HartRAO Home > news > In Memorium: Dr. Michael (Mike) Gaylard 2014/08/14
It is with a great sense of loss that we have to announce the passing away
of Dr. Mike Gaylard, Director of the Hartebeesthoek Radio Astronomy
Observatory, a National Facility of the National Research Foundation.
Mike was born on July 1 1952 in what was then Salisbury, Rhodesia (now Harare, Zimbabwe). He attended school in Salisbury and did his B.Sc. at the University of Rhodesia, followed by his B.Sc. Honours. He then came to Rhodes University in South Africa, and completed his M.Sc. on “The Performance of a 22 GHz Radio Telescope” in November 1976.
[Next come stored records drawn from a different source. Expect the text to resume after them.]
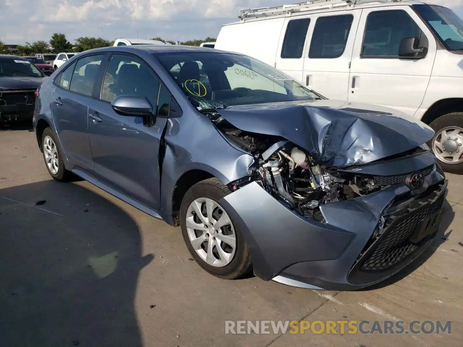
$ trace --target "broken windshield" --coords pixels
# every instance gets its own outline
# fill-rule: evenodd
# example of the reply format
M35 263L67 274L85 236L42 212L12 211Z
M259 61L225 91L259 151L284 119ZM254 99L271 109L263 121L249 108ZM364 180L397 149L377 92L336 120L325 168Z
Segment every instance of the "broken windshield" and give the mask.
M155 56L200 109L323 98L281 71L244 56L182 52Z

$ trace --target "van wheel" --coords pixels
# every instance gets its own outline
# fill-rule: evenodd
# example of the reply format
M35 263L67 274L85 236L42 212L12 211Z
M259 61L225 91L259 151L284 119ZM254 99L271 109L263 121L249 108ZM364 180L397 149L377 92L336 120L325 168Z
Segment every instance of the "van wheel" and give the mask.
M463 112L441 116L430 125L436 132L430 147L439 165L445 172L463 174Z
M243 235L218 203L232 192L217 178L196 183L187 192L180 208L180 224L188 250L209 273L235 279L251 268Z

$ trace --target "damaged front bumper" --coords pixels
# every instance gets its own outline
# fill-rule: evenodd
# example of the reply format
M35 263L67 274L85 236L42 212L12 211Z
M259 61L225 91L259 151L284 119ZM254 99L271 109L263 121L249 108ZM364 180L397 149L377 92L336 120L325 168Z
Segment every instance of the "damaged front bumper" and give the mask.
M324 223L296 213L256 181L219 203L243 234L257 276L294 286L349 290L390 277L432 242L447 181L437 164L425 174L418 192L399 180L367 195L325 204Z
M31 119L36 89L0 90L0 122Z

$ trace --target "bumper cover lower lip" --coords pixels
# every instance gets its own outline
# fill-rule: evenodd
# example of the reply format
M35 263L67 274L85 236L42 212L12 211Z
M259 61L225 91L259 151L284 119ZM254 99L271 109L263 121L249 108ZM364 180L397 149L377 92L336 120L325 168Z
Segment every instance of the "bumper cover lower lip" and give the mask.
M430 186L444 180L438 167L425 179ZM408 259L400 262L393 271L380 278L357 284L348 280L348 274L370 240L382 211L395 197L410 191L405 183L397 184L377 192L375 196L372 193L325 204L323 206L330 206L325 211L328 217L325 219L334 222L336 217L338 220L326 223L294 212L256 182L219 202L243 234L257 276L294 286L349 290L368 286L390 277L414 260L432 242L430 237ZM444 187L441 194L446 192ZM348 223L343 219L347 217Z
He joined the staff of the NITR (National Institute for Telecommunications Research), the parent institute of HartRAO on 1 December 1976. During 1977-78 he worked at NITR in the ionospheric propagation section and joined the HartRAO staff in January 1979. His first project at HartRAO was to commission the recently completed digital correlation spectrometer. He used this for his initial research work at HartRAO which was in the field of HII regions and recombination lines at 2.3 GHz. He was also the system manager for the HP computers used for controlling the telescope and associated equipment. He developed much of the software for automating observations and for analysing spectral line data.
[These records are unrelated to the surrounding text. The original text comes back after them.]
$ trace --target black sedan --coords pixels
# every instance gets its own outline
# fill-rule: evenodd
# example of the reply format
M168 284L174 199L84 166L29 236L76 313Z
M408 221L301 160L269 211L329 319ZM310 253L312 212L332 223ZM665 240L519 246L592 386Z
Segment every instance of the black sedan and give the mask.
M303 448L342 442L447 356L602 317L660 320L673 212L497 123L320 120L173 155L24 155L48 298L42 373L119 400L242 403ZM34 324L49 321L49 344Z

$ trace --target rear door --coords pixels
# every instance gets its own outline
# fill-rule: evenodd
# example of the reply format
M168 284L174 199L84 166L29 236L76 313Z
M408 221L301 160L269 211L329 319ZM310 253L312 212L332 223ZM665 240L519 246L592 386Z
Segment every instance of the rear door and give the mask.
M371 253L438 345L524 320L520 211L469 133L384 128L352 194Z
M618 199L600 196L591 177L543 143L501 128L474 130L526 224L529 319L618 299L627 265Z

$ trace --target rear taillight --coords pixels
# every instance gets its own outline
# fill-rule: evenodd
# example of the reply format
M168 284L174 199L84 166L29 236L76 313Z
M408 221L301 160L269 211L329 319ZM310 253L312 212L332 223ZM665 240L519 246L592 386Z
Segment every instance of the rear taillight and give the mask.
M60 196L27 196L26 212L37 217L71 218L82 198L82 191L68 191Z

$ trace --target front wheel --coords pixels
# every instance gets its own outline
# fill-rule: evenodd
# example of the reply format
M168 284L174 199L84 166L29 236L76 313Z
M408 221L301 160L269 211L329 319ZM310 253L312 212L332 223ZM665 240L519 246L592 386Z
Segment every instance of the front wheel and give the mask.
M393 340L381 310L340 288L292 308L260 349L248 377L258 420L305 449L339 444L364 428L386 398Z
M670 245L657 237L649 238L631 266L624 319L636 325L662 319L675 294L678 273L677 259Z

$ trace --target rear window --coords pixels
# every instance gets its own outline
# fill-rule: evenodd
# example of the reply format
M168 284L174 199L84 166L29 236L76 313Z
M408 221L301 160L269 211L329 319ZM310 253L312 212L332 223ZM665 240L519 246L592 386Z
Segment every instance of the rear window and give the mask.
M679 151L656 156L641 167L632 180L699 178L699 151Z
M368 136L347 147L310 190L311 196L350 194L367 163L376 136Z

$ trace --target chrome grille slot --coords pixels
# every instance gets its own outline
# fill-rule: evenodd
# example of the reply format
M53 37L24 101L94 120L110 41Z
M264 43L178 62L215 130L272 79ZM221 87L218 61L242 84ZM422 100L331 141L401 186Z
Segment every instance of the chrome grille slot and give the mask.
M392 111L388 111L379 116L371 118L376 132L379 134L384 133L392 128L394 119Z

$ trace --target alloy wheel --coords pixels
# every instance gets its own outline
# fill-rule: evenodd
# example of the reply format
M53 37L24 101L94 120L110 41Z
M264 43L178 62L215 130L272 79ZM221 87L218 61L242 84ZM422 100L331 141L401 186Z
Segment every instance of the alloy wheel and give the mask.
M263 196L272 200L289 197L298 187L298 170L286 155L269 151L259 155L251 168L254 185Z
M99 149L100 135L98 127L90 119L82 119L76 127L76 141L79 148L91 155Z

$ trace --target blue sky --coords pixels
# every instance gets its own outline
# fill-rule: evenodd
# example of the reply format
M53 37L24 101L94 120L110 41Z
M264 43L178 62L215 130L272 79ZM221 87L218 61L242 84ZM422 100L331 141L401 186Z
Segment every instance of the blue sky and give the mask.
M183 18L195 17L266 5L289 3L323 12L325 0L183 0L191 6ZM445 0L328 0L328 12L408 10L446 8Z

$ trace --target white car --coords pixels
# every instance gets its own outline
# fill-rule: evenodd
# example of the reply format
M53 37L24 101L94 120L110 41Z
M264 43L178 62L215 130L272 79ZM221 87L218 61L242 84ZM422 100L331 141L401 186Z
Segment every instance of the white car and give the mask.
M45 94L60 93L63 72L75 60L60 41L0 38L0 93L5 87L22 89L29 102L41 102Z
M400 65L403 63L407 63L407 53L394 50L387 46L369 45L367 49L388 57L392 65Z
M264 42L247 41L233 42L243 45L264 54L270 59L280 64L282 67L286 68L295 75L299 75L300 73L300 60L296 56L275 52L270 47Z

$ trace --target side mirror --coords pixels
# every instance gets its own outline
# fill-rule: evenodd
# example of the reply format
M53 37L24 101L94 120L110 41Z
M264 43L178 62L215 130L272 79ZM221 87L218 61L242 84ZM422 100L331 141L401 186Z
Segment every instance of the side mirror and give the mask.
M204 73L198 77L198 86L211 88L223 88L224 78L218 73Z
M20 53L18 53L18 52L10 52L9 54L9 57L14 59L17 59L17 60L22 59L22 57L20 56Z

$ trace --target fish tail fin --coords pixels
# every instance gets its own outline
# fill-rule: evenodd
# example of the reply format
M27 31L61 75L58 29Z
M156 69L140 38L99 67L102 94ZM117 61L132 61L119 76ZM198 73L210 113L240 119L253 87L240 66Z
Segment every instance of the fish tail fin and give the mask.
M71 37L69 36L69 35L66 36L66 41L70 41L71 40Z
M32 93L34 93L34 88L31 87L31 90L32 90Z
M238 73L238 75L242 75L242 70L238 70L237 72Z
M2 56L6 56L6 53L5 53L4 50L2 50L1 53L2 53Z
He completed his Ph.D. on “Radio Studies of Ionised Hydrogen in the Southern Milky Way”, using the HartRAO 26m telescope, in 1989. His work branched out into the field of 1612 MHz OH masers with the installation of the 18cm receiver in 1985. His field of work then enlarged to include methanol masers in star forming regions, where he collaborated extensively with Dr. Gordon Macleod (then of HartRAO) and Dr. Johan van der Walt of University of the North West. With the expansion of staff members at HartRAO, he became the leader of the Spectral Lines Programme and had some 70+ publications to his name. He supervised M.Sc. and Ph.D students, especially with Dr. Johan van der Walt at NWU, and then expanded to other universities as well. Some research staff members from HartRAO have gone on to become part of the SKA project.
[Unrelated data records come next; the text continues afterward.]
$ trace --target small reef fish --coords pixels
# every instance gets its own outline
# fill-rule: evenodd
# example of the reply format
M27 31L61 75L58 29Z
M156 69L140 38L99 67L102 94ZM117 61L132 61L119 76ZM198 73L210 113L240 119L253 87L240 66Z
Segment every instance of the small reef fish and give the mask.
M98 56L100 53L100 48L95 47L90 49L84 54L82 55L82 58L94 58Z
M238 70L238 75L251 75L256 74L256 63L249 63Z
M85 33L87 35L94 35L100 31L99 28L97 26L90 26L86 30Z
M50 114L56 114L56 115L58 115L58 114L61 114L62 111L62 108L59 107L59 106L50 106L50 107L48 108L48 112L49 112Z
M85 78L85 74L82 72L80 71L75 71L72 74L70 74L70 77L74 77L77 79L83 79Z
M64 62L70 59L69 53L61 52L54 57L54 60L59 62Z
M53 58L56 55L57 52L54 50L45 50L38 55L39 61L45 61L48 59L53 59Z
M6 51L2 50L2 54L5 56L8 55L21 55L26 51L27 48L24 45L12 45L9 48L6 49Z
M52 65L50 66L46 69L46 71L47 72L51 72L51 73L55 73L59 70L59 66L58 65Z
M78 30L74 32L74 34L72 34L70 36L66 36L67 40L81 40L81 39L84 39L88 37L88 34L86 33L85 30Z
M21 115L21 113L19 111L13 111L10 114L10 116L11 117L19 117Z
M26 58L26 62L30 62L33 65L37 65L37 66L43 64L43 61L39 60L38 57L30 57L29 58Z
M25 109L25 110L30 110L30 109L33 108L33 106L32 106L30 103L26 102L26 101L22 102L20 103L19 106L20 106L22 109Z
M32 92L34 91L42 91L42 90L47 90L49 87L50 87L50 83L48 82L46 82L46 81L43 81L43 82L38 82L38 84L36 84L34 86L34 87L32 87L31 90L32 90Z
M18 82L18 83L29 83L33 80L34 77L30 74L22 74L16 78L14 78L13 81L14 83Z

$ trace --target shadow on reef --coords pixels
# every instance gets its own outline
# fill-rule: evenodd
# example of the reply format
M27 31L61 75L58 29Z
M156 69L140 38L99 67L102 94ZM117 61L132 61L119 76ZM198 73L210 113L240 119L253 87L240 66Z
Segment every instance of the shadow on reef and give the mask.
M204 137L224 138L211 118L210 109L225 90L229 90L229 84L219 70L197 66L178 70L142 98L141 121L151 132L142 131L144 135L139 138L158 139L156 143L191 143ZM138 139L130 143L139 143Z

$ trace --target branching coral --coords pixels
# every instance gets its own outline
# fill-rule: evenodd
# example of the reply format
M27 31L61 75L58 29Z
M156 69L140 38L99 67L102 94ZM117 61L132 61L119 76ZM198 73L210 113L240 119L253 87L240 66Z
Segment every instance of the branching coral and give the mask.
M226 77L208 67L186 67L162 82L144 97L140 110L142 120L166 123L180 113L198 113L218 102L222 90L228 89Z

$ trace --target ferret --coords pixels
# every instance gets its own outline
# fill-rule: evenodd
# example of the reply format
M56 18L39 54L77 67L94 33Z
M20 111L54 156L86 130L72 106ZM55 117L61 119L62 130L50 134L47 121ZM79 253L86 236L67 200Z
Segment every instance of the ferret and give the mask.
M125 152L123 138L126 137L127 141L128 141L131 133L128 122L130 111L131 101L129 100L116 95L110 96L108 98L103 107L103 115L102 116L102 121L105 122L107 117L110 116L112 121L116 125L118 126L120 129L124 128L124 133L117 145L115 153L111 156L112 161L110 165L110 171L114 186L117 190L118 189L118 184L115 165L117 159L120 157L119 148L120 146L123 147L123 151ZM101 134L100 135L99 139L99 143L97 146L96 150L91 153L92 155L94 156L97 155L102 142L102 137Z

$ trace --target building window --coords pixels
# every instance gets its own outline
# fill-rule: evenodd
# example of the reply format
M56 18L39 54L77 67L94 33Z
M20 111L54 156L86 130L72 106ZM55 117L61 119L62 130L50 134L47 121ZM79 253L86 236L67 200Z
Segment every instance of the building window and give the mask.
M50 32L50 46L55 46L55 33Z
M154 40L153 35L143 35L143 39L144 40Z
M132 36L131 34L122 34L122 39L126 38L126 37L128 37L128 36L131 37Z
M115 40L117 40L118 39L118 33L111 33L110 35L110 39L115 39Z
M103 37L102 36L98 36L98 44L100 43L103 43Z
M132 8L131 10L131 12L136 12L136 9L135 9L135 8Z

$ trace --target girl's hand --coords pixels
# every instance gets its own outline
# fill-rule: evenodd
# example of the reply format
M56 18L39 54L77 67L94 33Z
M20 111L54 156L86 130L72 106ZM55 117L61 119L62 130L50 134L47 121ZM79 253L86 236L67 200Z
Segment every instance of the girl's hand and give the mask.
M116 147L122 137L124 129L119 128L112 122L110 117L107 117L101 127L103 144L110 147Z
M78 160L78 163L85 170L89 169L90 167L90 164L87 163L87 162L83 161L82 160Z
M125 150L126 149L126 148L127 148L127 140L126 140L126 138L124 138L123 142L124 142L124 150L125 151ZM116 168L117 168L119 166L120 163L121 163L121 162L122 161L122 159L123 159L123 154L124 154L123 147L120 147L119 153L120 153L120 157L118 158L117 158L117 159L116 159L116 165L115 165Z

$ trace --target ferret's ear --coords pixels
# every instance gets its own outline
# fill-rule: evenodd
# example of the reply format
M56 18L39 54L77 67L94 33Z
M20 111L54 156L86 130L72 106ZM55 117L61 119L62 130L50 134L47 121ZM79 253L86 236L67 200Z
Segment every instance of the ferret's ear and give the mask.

He also headed the Science Awareness Outreach Programme at HartRAO from 1991. Creating an awareness of science in young people was one of his passions. Several staff members from the HartRAO Science Awareness Programme have also gone on to be part of the SKA project.
Mike was instrumental in the conceptualisation of the African Very Long Baseline Interferometry (VLBI) Network (AVN), a vision to have a network of radio astronomy telescopes throughout Africa, and actively participated in and championed its development. The AVN has the potential to spread radio astronomy as a science across the African continent.
He was among the key people who helped get the National Astronomy and Space Science Programme (NASSP) started. The NASSP school at HartRAO was something he enjoyed organizing and which has helped introduce a generation of SA astronomers to the practicalities of radio observing. He also understood that South African astronomers would do so much better working together than in their individual silos.
In an international context, Mike was the driving force behind South Africa’s membership of the Joint Institute for VLBI in Europe (JIVE), which carries out a wide range of research and development activities in VLBI-related fields, including radio astronomy data processing and applications of VLBI and radio astronomy technologies.
Mike Gaylard had the ability to make time to talk to and encourage students, even within a very busy schedule. To many young people he set a great example as a leader and a scientist. He will be sorely missed by family, colleagues and students.